Now that negative spread between front and second month U.S. oil crude contracts has narrowed to about 50 cents <CLc1-Clc2>, instead of blowing out to more than $1 as earlier expected.
"There's something odd about the spreads," said Michael Cohen, head of energy commodities research at Barclays (BCS) in New York. Cohen reasons that spreads should widen - not narrow - because of softer demand after summer driving season and the start of refinery maintenance work.
One possible explanation: oil production may be slowing even more quickly than many expect. With official output data released with a lag, cash prices may be the best real-time indicator of tightening conditions.
Cohen warns though that a rebound in prices could prove short-lived because it could spur producers to pump more oil again.
WHAT CONTANGO?
Cash markets where producers sell physical commodities directly to consumers, without the influence of financial investors, are often regarded as a leading indicator for more speculative futures markets.

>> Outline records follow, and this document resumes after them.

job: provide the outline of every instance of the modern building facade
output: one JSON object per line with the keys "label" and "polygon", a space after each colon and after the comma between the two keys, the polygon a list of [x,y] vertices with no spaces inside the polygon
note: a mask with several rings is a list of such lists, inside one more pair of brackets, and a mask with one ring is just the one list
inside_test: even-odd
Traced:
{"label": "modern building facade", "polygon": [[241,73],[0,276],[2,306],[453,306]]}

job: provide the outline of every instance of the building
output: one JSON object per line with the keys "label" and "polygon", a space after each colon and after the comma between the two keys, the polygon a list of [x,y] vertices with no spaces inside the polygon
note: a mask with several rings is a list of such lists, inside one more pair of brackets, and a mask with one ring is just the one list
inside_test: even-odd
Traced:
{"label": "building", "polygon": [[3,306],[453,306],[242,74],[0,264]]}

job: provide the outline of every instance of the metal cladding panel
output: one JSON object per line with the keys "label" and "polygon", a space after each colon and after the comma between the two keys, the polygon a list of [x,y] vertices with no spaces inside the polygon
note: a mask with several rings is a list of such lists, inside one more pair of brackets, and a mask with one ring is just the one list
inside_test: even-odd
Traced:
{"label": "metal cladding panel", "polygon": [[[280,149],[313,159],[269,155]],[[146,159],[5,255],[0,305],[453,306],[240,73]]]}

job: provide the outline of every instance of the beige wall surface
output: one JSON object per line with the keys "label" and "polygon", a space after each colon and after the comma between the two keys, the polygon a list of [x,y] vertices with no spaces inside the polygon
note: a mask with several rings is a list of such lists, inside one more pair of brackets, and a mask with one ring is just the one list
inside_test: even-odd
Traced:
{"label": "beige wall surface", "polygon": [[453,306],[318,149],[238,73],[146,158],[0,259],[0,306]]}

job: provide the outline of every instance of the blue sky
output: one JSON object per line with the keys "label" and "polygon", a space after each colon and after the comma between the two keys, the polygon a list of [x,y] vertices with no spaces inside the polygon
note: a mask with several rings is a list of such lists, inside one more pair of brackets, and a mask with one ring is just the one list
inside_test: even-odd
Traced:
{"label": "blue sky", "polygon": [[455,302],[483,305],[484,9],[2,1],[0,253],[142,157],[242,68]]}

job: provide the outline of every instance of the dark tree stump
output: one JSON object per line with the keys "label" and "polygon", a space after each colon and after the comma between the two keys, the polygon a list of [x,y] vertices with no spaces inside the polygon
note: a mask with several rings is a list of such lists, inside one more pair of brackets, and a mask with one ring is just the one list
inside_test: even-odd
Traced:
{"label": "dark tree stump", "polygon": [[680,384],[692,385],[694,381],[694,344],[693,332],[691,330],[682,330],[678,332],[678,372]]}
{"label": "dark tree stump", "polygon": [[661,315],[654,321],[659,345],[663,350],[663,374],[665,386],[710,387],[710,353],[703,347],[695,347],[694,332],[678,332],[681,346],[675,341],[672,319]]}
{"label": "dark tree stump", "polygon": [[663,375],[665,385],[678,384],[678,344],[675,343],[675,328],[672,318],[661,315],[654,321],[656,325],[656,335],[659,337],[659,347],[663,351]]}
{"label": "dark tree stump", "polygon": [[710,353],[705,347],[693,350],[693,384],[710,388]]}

Traders and oil executives are saying that U.S. cash markets could be sending now such a signal to the futures markets, where the fundamentals of U.S. shale oil supply and demand have become a central factor.
"We think the market is rebalancing as we speak," EOG Resources Inc Chief Executive Bill Thomas said at the Barclay's Energy-Power Conference this week. "We think prices could be a little better next year than they are now."
Cash prices also point to strengthened demand. On Thursday, traders paid 10 cents more to receive October delivery in Cushing instead in September, the smallest charge since the market moved into a contango, where later deliveries are more expensive than those in the immediate future, last year. Three weeks ago, traders paid up to 25 cents more for the October crude.
To be sure, inventories, down from a record high of 62.2 million barrels in April are still relatively high at 56 million barrels compared with just over 30 million at the end of last year.
Dominic Haywood at Energy Aspects in London, expects they will begin rising again as more refiners shut for work, especially in October. That would cause spreads to widen again.
The strength in physical markets coincides with new data, though, showing that booming U.S. oil production has moved into reverse. Last week, the Energy Information Administration released survey-based figures showing that U.S. output in June had fallen to 9.3 million barrels per day from a 9.6-million bpd peak in April.
Next year's output could fall further by as much as 400,000 bpd, according to an International Energy Agency report on Friday. In addition, shale oil drillers cut back on their rigs for the second week running, reversing a brief two-month rise.
Even so, some traders advise caution. They note that Gulf of Mexico grades such as Light Louisiana Sweet <WTC-LLS> and Mars Sour <WTC-MRS> are still relatively weak, and that markets in Europe remain glum.
"Globally, we're still over supplied," said one crude trader. "(But) there will be whiplash at some point when production really falls off."